The number of shares to be offered and the price range have not yet been determined, according to the S-1 registration statement. The Mountain View, California-based startup will be listed on the Nasdaq exchange under the ticker symbol "LVGO."
The chronic disease management company brought in $68.4 million in revenue last year, more than double its revenue in 2017, according to its S-1 filing with the SEC. The company is on pace to surpass that figure this year as it brought in $32 million in just the first quarter of 2019, representing a year-over-year growth rate of 157%, according to the filing.
But the company's losses have widened as well. Livongo posted a net loss of $16.9 million in 2017, and that grew to $33 million last year. The company lost another $15 million in the first three months of 2019.
While the digital health sector has raised billions in venture funding, it hasn't produced an IPO since 2016. Livongo is the third company in a week to file to go public. Healthcare software company Phreesia filed a preliminary prospectus with the SEC on June 21 for a $125 million IPO. Data warehousing and analytics company Health Catalyst filed to go public on Thursday. Health Catalyst also plans to raise $100 million for its IPO, according to the filing.
Livongo started with a focus on diabetes management in 2014 and has since expanded to other health conditions such as hypertension, weight management, and behavioral health.

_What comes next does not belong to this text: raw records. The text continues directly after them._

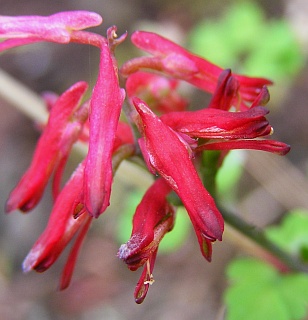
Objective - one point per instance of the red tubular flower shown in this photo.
(169, 156)
(52, 150)
(157, 91)
(61, 227)
(154, 217)
(58, 27)
(220, 124)
(177, 62)
(105, 109)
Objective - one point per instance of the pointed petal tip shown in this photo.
(30, 261)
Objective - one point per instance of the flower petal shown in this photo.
(169, 156)
(55, 143)
(106, 103)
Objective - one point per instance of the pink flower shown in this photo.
(61, 228)
(231, 130)
(177, 62)
(154, 217)
(21, 30)
(157, 91)
(105, 109)
(53, 148)
(170, 157)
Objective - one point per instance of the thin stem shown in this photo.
(283, 259)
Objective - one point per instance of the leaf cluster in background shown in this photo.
(258, 291)
(244, 40)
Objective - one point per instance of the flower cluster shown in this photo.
(159, 129)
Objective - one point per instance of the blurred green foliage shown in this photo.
(245, 41)
(258, 291)
(291, 235)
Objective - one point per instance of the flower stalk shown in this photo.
(147, 119)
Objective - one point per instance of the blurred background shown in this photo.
(260, 38)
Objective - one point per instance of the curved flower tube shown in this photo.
(169, 156)
(53, 148)
(22, 30)
(105, 108)
(177, 62)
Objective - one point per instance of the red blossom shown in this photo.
(61, 227)
(177, 62)
(157, 91)
(169, 156)
(22, 30)
(105, 108)
(154, 217)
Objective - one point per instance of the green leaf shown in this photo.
(243, 40)
(258, 292)
(229, 175)
(291, 235)
(178, 235)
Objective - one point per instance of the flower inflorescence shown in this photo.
(159, 129)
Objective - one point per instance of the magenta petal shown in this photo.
(170, 157)
(61, 226)
(105, 108)
(55, 143)
(55, 28)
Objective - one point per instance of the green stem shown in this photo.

The company uses technology like glucose meters and wearables to monitor individuals' health conditions and provides personalized messages and coaching to keep them on track.

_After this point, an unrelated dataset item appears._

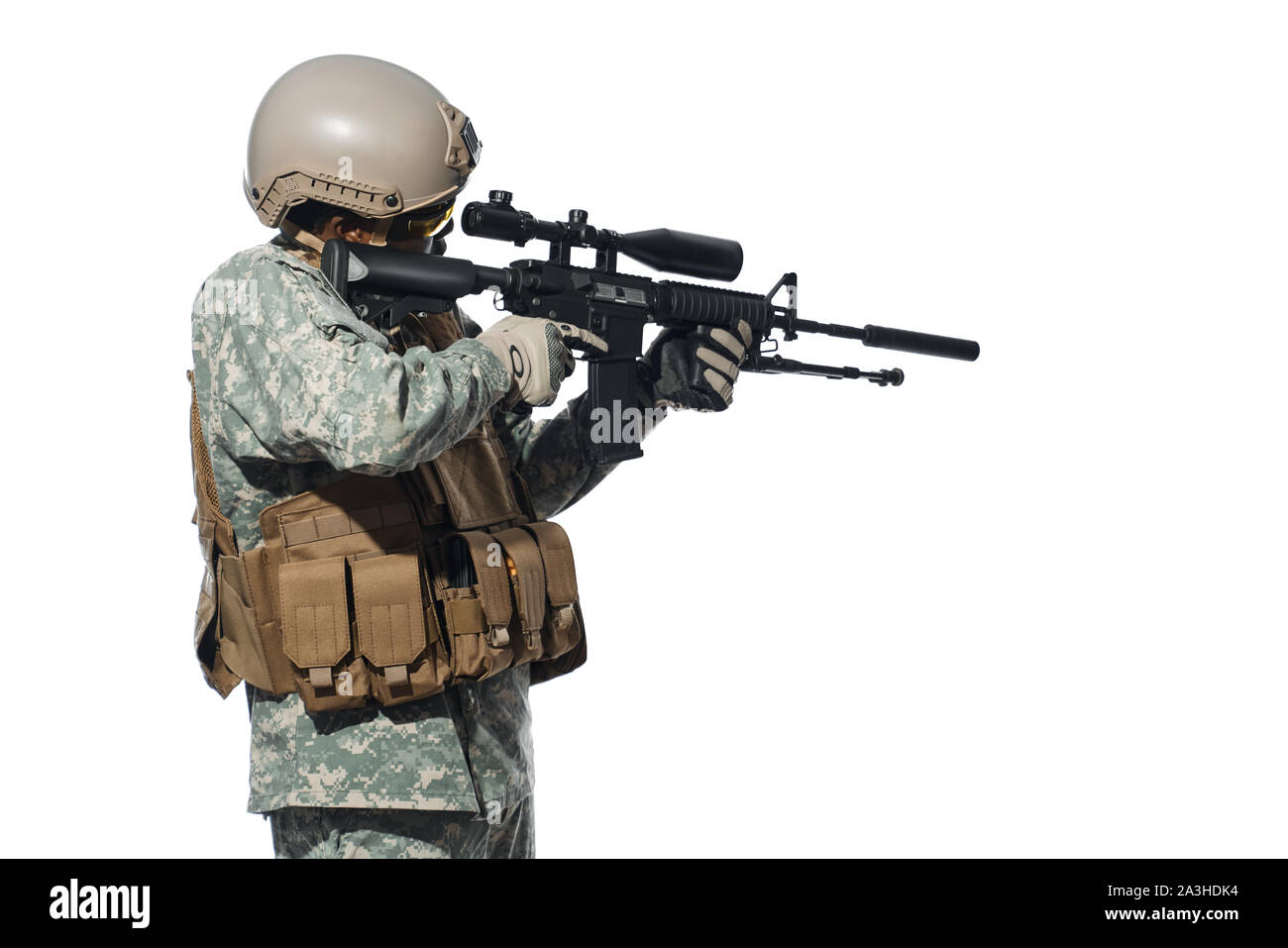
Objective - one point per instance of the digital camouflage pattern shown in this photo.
(342, 833)
(294, 393)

As of March 31, 2019, Livongo had 679 clients and over 164,000 Livongo for Diabetes members; that part of the business makes up about 90% of the company's revenue, according to the SEC filing.
The company estimates the market size for employees of self- and fully insured employers with diabetes in the United States to be approximately $12.3 billion. "Over the longer term, we see an additional $15.9 billion opportunity for adults with diabetes receiving healthcare coverage from Medicare or Medicaid," the company said in its S-1 filing.

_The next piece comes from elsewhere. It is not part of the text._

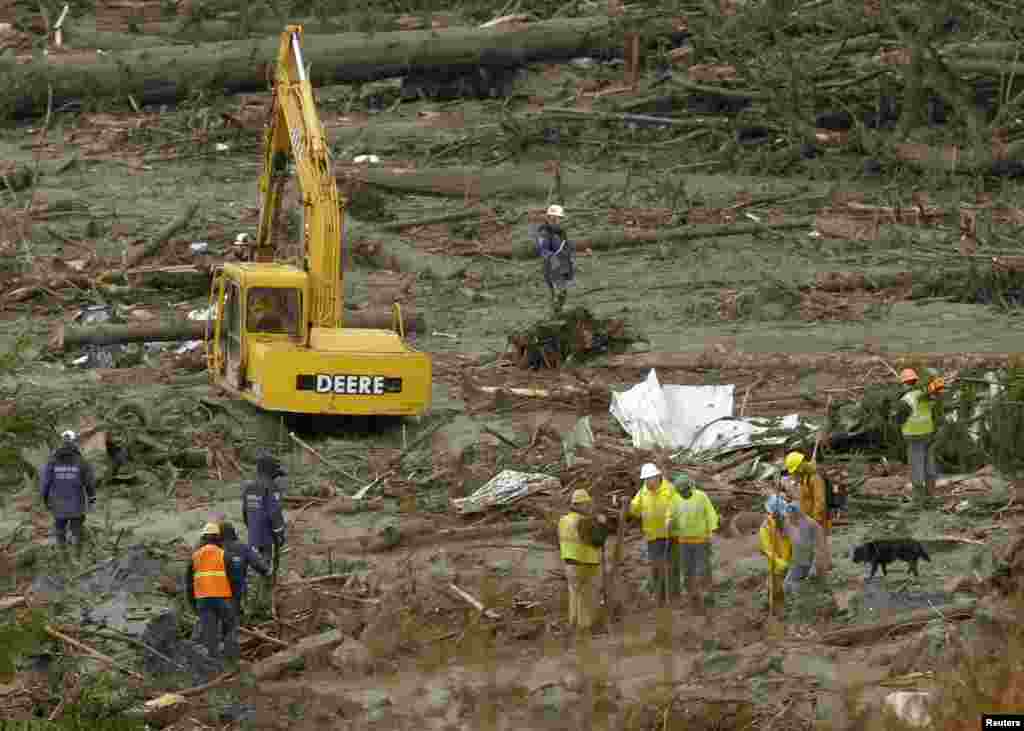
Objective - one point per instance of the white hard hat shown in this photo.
(649, 470)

Earlier this week, the company announced an integration with activity trackers like Apple Watch and Fitbit that enables members to receive notifications on those devices related to blood sugar readings, nutrition, and exercise.
Many digital health companies have targeted chronic disease management, as it is a sizable market. As of 2014, approximately 60% of all U.S. adults lived with one or more chronic conditions, and over 40% had two or more chronic conditions, according to the Centers for Disease Control and Prevention. Patients with chronic and behavioral health conditions represented 90% of U.S. healthcare spend in 2014, CDC data shows.
Livongo faces competition from companies like Omada Health, Virta Health, and Glooko, which are also offering products and services to monitor or coach diabetes patients.
The company said it offers an integrated suite of solutions to promote sustainable health behavior change based on easy, real-time data capture supported by intuitive devices, insights driven by data science, and a "human touch" when the member needs it.
The company identified a number of risks it faces as it attempts to grow its business, such as its history of net losses. The company anticipates increasing expenses in the future, according to the SEC filing. The market for Livongo's solutions is new, rapidly evolving and increasingly competitive, as the healthcare industry in the United States is undergoing significant structural change, which makes it difficult to forecast demand for its solutions. Competitive solutions or other technological breakthroughs for monitoring and preventing chronic conditions could also hamper the company's growth.
Health IT company Change Healthcare began trading on the Nasdaq exchange under the trading symbol "CHNG" on Thursday. Shares of the company started trading at $13, which was lower than the company's target price of $16 to $19 per share, according to the Nashville Business Journal. The company's shares rose to $15 at the end of trading on Thursday.
Majority owner McKesson congratulated the company on its IPO in a public statement and announced that it expects to exit its investment in Change Healthcare in a tax-efficient manner.
"Congratulations to Change Healthcare on this significant milestone in the company’s history," McKesson CEO Brian Tyler said. "For McKesson, this is an important next step in our efforts to unlock value for McKesson shareholders from our investment in the Change Healthcare business."